Jika bahan baku polimer dikenakan terhadap kondisi tertentu maka akan mengalami degradasi. Perubahan yang diamati selama degradasi dapat dihasilkan dari perubahan struktur bahan polimer, kehilangan atau perubahan dalam setiap bahan senyawa dan perubahan sifat-sifat mekanis (Kudoh, 1996).
Valdya (1994) menyelidiki biodegradasi campuran polimer yang mempunyai gugus fungsi dan polimer alam (misalnya: Karbohidrat, protein). Selama pencampuran, kedua polimer dapat mengalami reaksi kimia dengan polimer yng dapat terbiodegradasi dan menghasilkan ikatan diantara kedua polimer.
2.8. Mikroba Tanah
Menurut Salle (1984), bakteri selulotik tanah dibedakan atas empat kelompok yaitu mesofilik aerobik, termofilik aerobik, mesofilik anaerobik dan termofilik anaerobik. Lebih lanjut Alexander (1997) dan Salle (1984) menjelaskan bahwa bakteri selulotik yang mesofilik aerobik meliputi anggota-anggota dari genus
celvacicula, celvibrio, cellalomonas, sporocytophage, pseudomonas, cytophaga dan vibrio.
Kisaran jenis mikroorganisme dalam tanah sangat luas yang terdiri dari bakteri, virus, protozoa, dan fungi, dengan populasi bakteri merupakan populasi mikroorganisme yang dominan. Jumlahnya dapat mencapai 2,5 juta sel/gram, sedangkan tingkat pertumbuhannya dalam tanah dipengaruhi oleh berbagai faktor yaitu: jumlah dan macam zat hara, kelembaban, tingkat aerasi, temperatur, pH dan perlakuan pada tanah. Pada tanah yang ber pH asam populiasi fungi dominan, sedangkan pada tanah yang digenangi air mikroba anaerob lebih dominan.
Panas, konsentrasi ion hidrogen (pH), adanya air, oksigen dan cahaya mempengaruhi pertumbuhan mikroorganisme. Enzim dapat mempercepat reaksi kimiawi. Suhu di mana enzim berfungsi sempurna disebut suhu optimum. Bila suhu ini menyimpang dari suhu optimum maka aktivitas enzim menurun.
Kisaran suhu untuk aktivitas enzim menentukan sifat pertumbuhan mikroorganisme. Suhu tertinggi di mana mikroorganisme masih dapat tumbuh disebut suhu maksimum. Sedangkan minimum adalah suhu terendah di mana mikroorganisme tidak dapat tumbuh. Kisaran suhu tidak saja mempengaruhi aktivitas enzim, namun mempengaruhi sifat fisik membran sel. Permeabilitas membran sel tergantung pada kandungan dan jenis lipida. Peningkatan 5o – 10o C di atas suhu
optimum dapat menyebabkan proses lisis dan kematian mikroorganisme.

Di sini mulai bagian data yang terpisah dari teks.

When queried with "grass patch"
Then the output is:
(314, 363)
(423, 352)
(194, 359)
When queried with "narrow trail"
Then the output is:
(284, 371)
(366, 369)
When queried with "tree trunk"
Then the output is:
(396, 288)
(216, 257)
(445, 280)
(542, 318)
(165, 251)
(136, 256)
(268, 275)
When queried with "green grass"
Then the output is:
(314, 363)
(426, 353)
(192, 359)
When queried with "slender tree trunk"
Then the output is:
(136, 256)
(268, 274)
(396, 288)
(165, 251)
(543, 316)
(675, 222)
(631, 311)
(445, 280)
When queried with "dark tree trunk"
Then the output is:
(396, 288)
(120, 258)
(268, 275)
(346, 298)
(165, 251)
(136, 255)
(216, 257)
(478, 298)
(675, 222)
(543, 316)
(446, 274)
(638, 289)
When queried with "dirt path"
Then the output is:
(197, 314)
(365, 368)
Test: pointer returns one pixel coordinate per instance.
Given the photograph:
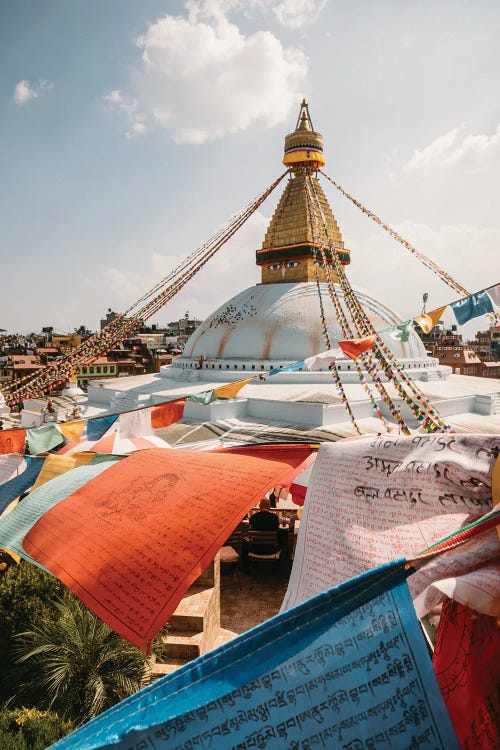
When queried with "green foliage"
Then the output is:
(26, 594)
(78, 664)
(29, 729)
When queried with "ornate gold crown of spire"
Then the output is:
(292, 238)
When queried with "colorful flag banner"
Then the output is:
(494, 294)
(401, 331)
(293, 367)
(12, 441)
(347, 669)
(472, 307)
(353, 348)
(135, 587)
(43, 439)
(11, 465)
(371, 500)
(54, 466)
(466, 662)
(15, 526)
(96, 428)
(231, 390)
(427, 321)
(205, 398)
(16, 486)
(72, 431)
(323, 359)
(164, 415)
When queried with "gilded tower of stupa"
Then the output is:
(293, 236)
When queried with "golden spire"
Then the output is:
(293, 237)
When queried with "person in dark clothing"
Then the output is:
(264, 520)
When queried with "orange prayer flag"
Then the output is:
(167, 414)
(429, 320)
(353, 348)
(12, 441)
(72, 431)
(133, 576)
(231, 389)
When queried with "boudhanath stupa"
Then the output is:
(290, 316)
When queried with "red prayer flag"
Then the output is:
(353, 348)
(12, 441)
(131, 541)
(167, 414)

Lazimnya, mikroorganisme tumbuh pada pH sekitar 7,0 namun ada juga yang dapat tumbuh pada pH 2,0 dan pH 10,0. Fungi dapat tumbuh pada kisaran pH cukup luas, kelompok ini dapat tumbuh pada pH asam (Lay dan Hastowo, 1992).
2.9. Toksikologi
Secara sederhana dan ringkas, toksikologi didefinisikan sebagai hakikat dan mekanisme efek toksik berbagai bahan terhadap makhluk hidup dan berbagai sistem biologik lainnya. Toksikologi sangat luas cakupannya, toksikologi menangani penelitian toksisitas bahan-bahan kimia yang digunakan (1) di bidang kedokteran untuk tujuan diagnostik, pencegahan, dan terapeutik, (2) dalam industri makanan sebagai zat tambahan langsung maupun tak langsung (3) dalam pertanian sebagai pestisida, zat pengatur pertumbuhan, penyerbuk buatan dan zat tambahan makanan hewan dan (4) dalam industri kimia sebagai pelarut, komponen, dan bahan antara bagi pelarut serta banyak jenis bahan kimia lainnya (Frank, 1994).

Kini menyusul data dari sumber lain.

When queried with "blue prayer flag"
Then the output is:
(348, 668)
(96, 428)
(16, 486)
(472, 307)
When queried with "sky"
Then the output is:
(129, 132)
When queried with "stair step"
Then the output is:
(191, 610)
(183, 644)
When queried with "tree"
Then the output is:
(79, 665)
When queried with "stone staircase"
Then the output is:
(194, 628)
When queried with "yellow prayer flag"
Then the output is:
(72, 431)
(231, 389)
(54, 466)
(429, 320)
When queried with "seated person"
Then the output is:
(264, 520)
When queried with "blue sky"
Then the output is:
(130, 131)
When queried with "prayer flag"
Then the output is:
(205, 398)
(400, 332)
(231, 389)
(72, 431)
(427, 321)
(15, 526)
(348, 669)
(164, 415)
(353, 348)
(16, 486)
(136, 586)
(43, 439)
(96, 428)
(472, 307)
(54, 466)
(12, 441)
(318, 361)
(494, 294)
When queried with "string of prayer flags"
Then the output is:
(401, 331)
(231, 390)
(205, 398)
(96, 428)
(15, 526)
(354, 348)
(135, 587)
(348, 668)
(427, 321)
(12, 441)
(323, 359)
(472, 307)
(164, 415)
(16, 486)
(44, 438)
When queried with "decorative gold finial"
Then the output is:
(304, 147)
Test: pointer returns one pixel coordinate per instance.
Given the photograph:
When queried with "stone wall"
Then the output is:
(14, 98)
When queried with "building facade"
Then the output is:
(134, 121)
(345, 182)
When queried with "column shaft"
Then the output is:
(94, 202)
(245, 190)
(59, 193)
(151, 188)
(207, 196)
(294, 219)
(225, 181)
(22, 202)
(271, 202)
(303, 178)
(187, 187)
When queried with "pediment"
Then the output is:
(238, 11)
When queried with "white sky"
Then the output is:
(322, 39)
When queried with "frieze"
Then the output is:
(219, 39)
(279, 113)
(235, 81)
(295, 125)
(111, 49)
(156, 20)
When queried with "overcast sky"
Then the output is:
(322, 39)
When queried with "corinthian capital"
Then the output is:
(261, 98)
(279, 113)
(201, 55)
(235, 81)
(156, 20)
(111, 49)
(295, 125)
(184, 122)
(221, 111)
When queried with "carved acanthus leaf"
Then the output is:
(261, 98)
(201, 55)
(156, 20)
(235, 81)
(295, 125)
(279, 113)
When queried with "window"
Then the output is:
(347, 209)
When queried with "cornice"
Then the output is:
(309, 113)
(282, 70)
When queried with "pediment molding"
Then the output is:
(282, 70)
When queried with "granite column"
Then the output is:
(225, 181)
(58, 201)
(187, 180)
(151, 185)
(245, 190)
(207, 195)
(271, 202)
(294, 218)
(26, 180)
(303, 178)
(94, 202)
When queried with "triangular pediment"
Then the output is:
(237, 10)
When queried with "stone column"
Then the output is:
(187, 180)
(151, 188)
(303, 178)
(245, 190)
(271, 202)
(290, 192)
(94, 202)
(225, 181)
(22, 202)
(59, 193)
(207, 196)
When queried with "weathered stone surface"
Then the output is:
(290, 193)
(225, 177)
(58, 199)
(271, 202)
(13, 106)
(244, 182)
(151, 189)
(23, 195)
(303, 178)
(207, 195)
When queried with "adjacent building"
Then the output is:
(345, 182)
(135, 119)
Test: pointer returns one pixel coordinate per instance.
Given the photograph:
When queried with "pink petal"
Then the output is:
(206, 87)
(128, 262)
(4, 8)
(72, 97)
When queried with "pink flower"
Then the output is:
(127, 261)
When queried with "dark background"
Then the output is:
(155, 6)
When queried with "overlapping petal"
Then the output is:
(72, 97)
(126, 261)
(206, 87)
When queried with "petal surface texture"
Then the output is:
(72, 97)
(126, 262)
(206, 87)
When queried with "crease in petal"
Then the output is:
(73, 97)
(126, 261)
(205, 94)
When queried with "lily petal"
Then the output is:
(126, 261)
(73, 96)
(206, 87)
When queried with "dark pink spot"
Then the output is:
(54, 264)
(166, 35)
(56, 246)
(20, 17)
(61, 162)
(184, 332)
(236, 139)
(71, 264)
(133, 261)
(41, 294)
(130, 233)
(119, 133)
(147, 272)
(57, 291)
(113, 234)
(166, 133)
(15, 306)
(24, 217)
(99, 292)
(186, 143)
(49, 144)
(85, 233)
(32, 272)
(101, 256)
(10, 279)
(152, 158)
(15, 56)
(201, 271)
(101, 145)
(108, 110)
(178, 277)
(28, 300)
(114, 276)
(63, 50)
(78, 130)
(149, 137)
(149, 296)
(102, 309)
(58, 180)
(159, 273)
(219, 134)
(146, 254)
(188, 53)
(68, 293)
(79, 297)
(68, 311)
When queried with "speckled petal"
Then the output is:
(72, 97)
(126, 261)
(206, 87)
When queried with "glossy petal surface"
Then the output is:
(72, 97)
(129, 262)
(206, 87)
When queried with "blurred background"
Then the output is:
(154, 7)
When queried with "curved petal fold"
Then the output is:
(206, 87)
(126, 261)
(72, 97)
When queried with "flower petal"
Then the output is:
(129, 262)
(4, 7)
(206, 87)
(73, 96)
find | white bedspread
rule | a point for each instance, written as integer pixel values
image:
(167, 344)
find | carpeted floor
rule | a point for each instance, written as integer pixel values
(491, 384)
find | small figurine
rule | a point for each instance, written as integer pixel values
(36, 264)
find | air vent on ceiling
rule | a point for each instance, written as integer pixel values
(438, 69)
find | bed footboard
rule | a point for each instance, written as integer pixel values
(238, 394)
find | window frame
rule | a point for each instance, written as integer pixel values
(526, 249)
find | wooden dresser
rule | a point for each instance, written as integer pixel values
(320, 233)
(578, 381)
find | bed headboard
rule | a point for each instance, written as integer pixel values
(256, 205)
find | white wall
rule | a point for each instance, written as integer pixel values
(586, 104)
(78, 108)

Toksisitas diartikan sebagai racun (molekul) untuk menimbulkan kerusakan apabila masuk kedalam tubuh dan lokasi organ yang rentan terhadapnya (Soemirat, 2003).

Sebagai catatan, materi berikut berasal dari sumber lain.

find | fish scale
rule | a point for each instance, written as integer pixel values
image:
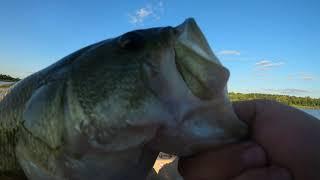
(107, 110)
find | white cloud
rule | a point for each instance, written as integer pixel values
(266, 64)
(302, 76)
(230, 52)
(149, 11)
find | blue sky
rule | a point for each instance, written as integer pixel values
(269, 46)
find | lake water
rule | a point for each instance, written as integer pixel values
(4, 82)
(314, 112)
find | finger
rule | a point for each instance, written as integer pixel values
(269, 173)
(288, 135)
(222, 163)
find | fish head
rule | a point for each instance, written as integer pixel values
(160, 88)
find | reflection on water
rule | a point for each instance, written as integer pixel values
(314, 112)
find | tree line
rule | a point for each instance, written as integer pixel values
(4, 77)
(289, 100)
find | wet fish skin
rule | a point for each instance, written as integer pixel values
(107, 110)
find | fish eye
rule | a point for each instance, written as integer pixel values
(131, 41)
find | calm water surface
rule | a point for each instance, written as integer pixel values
(314, 112)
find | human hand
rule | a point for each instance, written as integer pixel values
(284, 144)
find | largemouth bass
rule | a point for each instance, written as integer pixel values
(107, 110)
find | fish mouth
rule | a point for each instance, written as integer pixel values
(199, 67)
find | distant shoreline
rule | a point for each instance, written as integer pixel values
(294, 101)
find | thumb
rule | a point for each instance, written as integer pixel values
(222, 163)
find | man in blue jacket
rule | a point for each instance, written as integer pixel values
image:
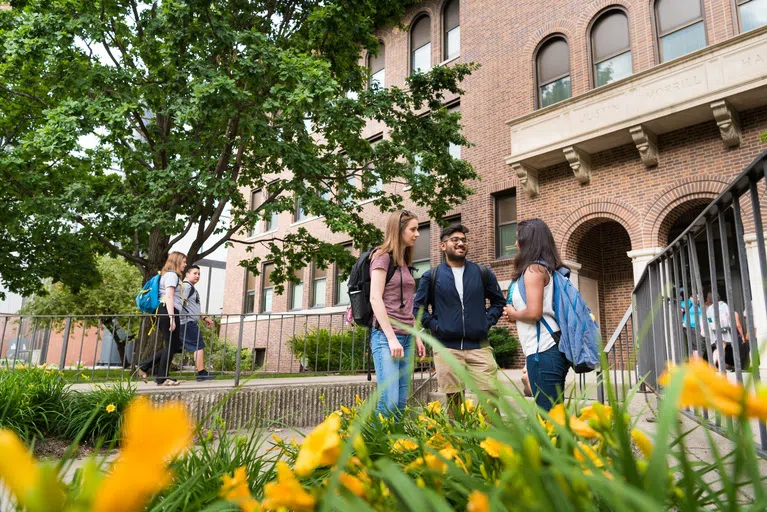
(459, 317)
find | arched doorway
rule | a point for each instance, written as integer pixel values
(673, 225)
(605, 278)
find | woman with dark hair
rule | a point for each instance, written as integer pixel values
(537, 257)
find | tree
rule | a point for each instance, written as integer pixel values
(113, 295)
(186, 104)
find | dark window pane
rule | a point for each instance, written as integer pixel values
(268, 269)
(614, 69)
(507, 237)
(676, 13)
(555, 92)
(318, 272)
(452, 15)
(377, 62)
(553, 60)
(420, 34)
(422, 245)
(753, 14)
(298, 296)
(507, 209)
(610, 35)
(683, 42)
(422, 59)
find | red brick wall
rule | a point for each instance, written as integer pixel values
(502, 37)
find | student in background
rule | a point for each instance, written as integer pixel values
(191, 315)
(168, 323)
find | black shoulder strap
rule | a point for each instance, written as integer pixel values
(432, 286)
(485, 273)
(392, 268)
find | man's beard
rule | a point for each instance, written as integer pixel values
(452, 256)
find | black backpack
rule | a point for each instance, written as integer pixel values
(359, 289)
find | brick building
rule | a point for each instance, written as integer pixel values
(613, 121)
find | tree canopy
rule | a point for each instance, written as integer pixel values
(127, 124)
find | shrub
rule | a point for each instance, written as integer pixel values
(223, 357)
(319, 350)
(505, 346)
(31, 400)
(96, 415)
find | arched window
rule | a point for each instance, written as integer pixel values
(680, 27)
(553, 70)
(377, 66)
(451, 21)
(751, 14)
(420, 45)
(610, 48)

Bahan antimikrobial yang mampu menghambat atau mematikan berbagai mikroorganisme disebut antimikrobial dengan kisaran luas (brotspektrum antimikrobial). Sebaliknya bahan antimikrobial yang dapat menghambat atau mematikan beberapa mikroorganisme disebut antimikrobial dengan kisaran sempit (Narrowspektrum antimicrobial) (Lay dan Hastowo, 1992).